Although much of Finnish director Aki Kaurismäki's film takes place in the same city — Helsinki — it sometimes seems as if each of these characters occupies a wildly different planet from the other. Khaled (Sherwan Haji), the man from the freighter, is a Syrian refugee seeking asylum in Finland; Wikström (Sakari Kuosmanen), a Finnish native, has made a midlife career change by buying a spectacularly failing restaurant.

Upon arriving in the new city, Khaled marches directly to the police station. There, he begins the slog toward freedom, involving a sterile refugee center, lots of interviews and reams of paperwork. Khaled's story plays out like a coolly objective look at the current refugee crisis in Western Europe. Who gets to stay and who must go depends, apparently, on a capricious system: You can't send them all home, but they can't all stay here, either.

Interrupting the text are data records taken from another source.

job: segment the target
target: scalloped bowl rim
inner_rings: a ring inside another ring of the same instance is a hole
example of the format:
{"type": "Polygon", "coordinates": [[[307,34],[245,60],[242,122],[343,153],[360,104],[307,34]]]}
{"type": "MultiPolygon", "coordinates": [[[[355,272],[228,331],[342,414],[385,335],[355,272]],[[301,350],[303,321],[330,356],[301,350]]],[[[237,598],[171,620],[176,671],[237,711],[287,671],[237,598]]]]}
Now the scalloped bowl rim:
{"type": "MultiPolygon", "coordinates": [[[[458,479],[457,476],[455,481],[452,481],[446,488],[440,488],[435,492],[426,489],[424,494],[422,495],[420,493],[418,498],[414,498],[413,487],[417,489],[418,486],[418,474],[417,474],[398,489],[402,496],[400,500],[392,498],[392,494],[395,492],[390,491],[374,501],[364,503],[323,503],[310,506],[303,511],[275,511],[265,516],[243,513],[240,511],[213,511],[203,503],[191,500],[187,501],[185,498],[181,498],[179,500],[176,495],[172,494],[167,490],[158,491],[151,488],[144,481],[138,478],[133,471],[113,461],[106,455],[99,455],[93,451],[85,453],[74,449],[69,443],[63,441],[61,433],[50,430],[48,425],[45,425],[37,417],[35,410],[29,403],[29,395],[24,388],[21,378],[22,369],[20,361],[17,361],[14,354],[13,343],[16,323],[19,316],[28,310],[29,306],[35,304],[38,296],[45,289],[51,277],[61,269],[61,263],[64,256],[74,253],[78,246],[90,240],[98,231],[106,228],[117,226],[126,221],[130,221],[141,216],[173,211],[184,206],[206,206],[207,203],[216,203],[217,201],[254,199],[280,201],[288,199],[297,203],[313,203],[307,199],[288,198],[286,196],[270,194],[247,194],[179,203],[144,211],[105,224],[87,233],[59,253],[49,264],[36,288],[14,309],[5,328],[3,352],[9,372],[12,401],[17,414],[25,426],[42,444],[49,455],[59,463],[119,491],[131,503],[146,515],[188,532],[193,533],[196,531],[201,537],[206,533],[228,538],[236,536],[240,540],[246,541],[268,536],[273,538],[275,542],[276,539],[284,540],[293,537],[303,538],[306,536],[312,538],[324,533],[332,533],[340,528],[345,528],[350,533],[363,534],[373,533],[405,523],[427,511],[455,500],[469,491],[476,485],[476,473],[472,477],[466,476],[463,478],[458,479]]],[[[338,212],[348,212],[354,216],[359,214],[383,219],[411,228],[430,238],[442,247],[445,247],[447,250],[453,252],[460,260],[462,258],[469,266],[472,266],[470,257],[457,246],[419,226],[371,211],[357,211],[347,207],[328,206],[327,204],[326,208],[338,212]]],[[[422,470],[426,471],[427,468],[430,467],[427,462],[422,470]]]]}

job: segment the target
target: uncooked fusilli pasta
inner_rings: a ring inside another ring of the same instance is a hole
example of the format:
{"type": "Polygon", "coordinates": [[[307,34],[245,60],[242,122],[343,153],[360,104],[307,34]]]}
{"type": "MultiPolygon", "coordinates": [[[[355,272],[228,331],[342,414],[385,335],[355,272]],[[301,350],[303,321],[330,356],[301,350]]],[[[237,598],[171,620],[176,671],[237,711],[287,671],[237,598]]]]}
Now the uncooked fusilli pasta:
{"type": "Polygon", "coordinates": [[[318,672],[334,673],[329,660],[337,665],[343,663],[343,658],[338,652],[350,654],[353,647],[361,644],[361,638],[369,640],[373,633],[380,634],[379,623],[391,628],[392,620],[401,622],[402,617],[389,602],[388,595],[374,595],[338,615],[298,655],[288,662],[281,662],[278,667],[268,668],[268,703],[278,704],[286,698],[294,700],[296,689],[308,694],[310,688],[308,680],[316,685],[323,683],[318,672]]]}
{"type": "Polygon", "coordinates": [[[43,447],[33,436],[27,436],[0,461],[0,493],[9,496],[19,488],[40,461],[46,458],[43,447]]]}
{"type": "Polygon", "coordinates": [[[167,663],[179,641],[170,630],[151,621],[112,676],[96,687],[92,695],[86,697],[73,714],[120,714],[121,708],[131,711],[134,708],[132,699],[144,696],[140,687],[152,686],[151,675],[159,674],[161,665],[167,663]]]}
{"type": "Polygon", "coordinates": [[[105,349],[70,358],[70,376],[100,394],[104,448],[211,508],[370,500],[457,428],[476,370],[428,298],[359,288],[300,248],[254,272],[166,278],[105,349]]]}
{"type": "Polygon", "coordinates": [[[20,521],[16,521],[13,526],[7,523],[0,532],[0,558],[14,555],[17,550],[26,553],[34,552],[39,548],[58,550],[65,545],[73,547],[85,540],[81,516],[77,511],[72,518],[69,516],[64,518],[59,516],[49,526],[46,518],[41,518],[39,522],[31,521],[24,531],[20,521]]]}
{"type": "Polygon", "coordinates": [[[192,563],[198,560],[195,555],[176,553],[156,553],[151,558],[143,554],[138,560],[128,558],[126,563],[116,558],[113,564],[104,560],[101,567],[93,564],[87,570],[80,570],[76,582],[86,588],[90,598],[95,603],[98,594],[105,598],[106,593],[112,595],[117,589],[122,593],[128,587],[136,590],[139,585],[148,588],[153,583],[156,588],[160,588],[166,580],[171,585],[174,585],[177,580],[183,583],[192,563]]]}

Wikström's story, for the most part, seems to take place not just in a different movie, but in an entirely different time period, with sets and costumes — and Kaurismäki's directorial choices — all suggesting the 1960s, not today. Wikström's life and his restaurant represent Old Finland, where the only choice at lunch is meatballs or sardines. For Khaled, on the other hand, Helsinki is a city of imports: One of the first sounds he hears upon arriving is a street musician singing the blues. Khaled's new life includes encounters with Iraqis, Iranians and Somalis. Wikström's world is Finnish to the core.

After the two characters meet — as surely they must — Kaurismäki presents the ensuing clash-and-blend of cultures as representative of Finland's struggle to adapt to a changing world, a struggle that is taking place around the globe. That doesn't mean that every foray into internationalism is a wise one. At one point, Wikström briefly changes his restaurant to a sushi spot, with unhappy results.

Sherwan Haji (Janus Films)

For many, Kaurismäki's style might be the equivalent of Finnish sushi: an acquired taste. His camera, for the most part, is static, as are his actors, who often deliver their lines in a flat affect akin to characters from Yorgos Lanthimos's "The Lobster" and "The Killing of a Sacred Deer." Even at a little over 1 ½ hours, "The Other Side of Hope" is not a film for the impatient, featuring long stretches of silence and lingering takes of people's largely-still faces.

Still, the audience's sense of waiting for something to happen makes sense in context, paralleling Khaled's and Wikström's hopeful anticipation that something — anything — will fall into place and move things along more quickly.

It's refreshing to see a film about the refugee crisis that doesn't rely on cliche, but the fact remains: The mundane is mundane. After all, how many people go to the movies to re-create the experience of negotiating a bureaucracy?

Unrated. At Landmark's E Street Cinema. Contains mild violence. In Finnish, English and Arabic with subtitles. 98 minutes.